= Zamua =

Ancient Pre-Iranian kingdom

Zamua (also Mazamua) was an ancient Iron Age Pre-Iranian kingdom, corresponding with the earlier kingdom of Lullubi, which stretched from Lake Urmia to the upper reaches of the Diyala River, roughly corresponding with the modern Sulaimania governorate (still called Zamua/Zamwa ) in Iraqi Kurdistan. It was centered at Sharazur plain. Ameka and Arashtua were two southern Zamuan kingdoms. A tribal chief (Nasiku) bearing the Akkadian name of Nūr-Adad was a Zamuan leader who launched a failed resistance against Assyrian domination. Its inhabitants were most probably related to the Gutians living east and south of Zamua, and the Hurrians living northwest of the Kingdom.

==Inner Zamua==
The northern regions of Zamua (towards lake Urmia) were known as Inner Zamua. Ida was the most important state in Inner Zamua, with Nikdera one of its most important rulers.
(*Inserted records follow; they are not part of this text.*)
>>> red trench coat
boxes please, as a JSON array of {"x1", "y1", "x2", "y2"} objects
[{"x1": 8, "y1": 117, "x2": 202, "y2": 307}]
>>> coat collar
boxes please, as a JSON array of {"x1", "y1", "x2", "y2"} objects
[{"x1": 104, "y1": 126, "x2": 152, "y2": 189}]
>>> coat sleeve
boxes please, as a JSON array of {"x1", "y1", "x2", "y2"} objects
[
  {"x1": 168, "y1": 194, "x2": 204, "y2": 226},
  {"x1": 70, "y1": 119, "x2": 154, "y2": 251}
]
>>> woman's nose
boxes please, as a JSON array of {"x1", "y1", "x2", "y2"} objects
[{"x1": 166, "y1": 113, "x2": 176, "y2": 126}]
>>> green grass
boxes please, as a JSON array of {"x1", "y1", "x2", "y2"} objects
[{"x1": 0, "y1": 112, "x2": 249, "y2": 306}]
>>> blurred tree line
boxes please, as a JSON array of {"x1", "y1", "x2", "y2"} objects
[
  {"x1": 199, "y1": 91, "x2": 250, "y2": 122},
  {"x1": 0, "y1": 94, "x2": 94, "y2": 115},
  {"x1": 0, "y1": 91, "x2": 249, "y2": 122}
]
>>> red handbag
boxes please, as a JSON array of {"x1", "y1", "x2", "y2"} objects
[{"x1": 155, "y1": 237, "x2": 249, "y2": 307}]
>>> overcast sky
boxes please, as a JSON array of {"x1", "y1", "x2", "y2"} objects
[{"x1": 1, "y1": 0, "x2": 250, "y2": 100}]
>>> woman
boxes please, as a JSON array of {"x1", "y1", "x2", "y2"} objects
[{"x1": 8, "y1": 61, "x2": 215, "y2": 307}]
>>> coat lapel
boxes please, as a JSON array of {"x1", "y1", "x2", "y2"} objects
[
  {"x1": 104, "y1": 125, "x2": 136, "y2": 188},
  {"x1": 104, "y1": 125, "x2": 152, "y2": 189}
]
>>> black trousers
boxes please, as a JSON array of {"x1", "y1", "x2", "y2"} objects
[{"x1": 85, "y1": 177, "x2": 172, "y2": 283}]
==Akkadian Period (Simurrum)==
Stela of Iddi-Sin, King of Simurrum. It dates back to the Old Babylonian Period. From Qarachatan Village, Slemani Governorate, Iraqi Kurdistan. Located in the Slemani Museum, Iraq.

==Neo-Assyrian Period (Mazamua)==
In the Neo-Assyrian Period, Mazamua was an Assyrian province with the provincial capital of the same name Mazamua (modern Suleimaniya). Lake Zeribar was considered by the Assyrians as Inner Mazamua. The region of Slemani was known as Zamwa prior to the foundation of the modern city in 1784. It is surrounded by the Azmar (Ezmer), Goizha (Goyje) and Qaiwan (Qeywan) Mountains in the northeast, Baranan Mountain in the south and the Tasluja Hills in the west. The city has a semi-arid climate with very hot dry summers and cold wet winters.

A letter is known where Sargon II speaks to Šarru-emuranni, his governor of Mazamua.